Reece subió y abrió el grifo del agua caliente. Se metió en la bañera y se apoyó la fría bolsa en el palpitante pómulo. Cuando entró Brody se incorporó de golpe.
—Aspirinas —dijo. Dejó sobre el borde de la bañera el frasco y un vaso de agua. Luego salió.
Cuando Reece salió del baño vestida con una holgada camiseta gris con manchas rojas y unos anchos pantalones de franela, Brody se hallaba de pie junto a la ventana.
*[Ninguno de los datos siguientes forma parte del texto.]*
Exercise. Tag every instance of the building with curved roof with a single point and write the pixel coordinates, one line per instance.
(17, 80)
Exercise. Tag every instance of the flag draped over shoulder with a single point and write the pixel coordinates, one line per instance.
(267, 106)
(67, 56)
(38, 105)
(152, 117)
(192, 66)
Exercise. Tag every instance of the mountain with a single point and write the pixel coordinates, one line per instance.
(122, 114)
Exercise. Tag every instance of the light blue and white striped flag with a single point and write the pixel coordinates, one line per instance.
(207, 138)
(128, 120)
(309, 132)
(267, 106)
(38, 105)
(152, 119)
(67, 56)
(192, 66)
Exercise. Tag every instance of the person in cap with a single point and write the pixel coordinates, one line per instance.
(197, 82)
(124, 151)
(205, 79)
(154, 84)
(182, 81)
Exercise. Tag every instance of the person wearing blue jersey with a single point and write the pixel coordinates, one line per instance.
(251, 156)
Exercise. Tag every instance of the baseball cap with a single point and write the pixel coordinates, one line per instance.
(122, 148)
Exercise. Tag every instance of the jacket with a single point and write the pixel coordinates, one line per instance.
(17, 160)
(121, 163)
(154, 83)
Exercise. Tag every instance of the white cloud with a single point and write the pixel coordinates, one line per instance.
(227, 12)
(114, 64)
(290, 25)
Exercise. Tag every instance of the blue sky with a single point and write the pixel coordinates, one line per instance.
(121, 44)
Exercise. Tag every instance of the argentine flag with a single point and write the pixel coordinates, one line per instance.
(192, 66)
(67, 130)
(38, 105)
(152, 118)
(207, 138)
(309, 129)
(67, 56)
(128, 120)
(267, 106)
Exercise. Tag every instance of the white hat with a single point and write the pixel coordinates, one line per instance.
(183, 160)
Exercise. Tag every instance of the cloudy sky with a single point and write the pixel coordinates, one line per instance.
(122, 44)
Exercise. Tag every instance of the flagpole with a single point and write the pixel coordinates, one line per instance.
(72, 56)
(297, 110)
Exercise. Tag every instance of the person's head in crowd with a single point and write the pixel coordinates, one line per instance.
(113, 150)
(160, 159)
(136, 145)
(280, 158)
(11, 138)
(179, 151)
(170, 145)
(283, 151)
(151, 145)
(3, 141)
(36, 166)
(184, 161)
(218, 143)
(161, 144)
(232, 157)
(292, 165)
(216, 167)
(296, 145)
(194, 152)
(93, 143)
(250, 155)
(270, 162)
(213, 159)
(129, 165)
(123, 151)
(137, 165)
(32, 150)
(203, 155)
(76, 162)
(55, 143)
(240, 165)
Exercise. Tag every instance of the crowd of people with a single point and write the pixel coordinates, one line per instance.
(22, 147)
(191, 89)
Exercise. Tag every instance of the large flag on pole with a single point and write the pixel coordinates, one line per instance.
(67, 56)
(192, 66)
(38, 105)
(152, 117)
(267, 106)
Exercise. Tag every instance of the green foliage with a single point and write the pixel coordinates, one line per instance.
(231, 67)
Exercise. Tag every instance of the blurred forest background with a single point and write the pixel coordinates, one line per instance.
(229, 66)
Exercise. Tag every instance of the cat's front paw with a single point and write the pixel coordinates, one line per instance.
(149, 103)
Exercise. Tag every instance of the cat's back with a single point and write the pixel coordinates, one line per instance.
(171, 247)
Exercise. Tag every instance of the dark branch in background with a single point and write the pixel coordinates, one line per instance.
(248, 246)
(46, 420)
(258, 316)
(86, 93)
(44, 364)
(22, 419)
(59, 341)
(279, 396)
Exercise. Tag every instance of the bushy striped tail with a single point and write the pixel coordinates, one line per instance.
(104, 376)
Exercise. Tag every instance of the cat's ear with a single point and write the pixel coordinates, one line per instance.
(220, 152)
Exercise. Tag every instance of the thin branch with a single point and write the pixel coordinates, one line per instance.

Se volvió y ladeó la cabeza.
—Bonito conjunto.
—No me queda gran cosa.
—Bueno, puedes poner ahí lo que te queda —dijo señalando la cajonera con el pulgar—. He vaciado un par de cajones.
—Oh.
—No es una propuesta de matrimonio.
—Vale. Mañana lo haré. Estoy muy cansada. Perdona, Brody, pero ¿has…?
—Sí. Las puertas están cerradas con llave.
—Está bien.
Se metió en la cama y suspiró aliviada.
Momentos después, las luces se apagaron y el colchón se hundió. Notó el cálido cuerpo de Brody contra el suyo, y su brazo alrededor de la cintura.
Reece le tomó la mano y entrelazó los dedos con los suyos. Poco después se durmió, demasiado agotada para soñar.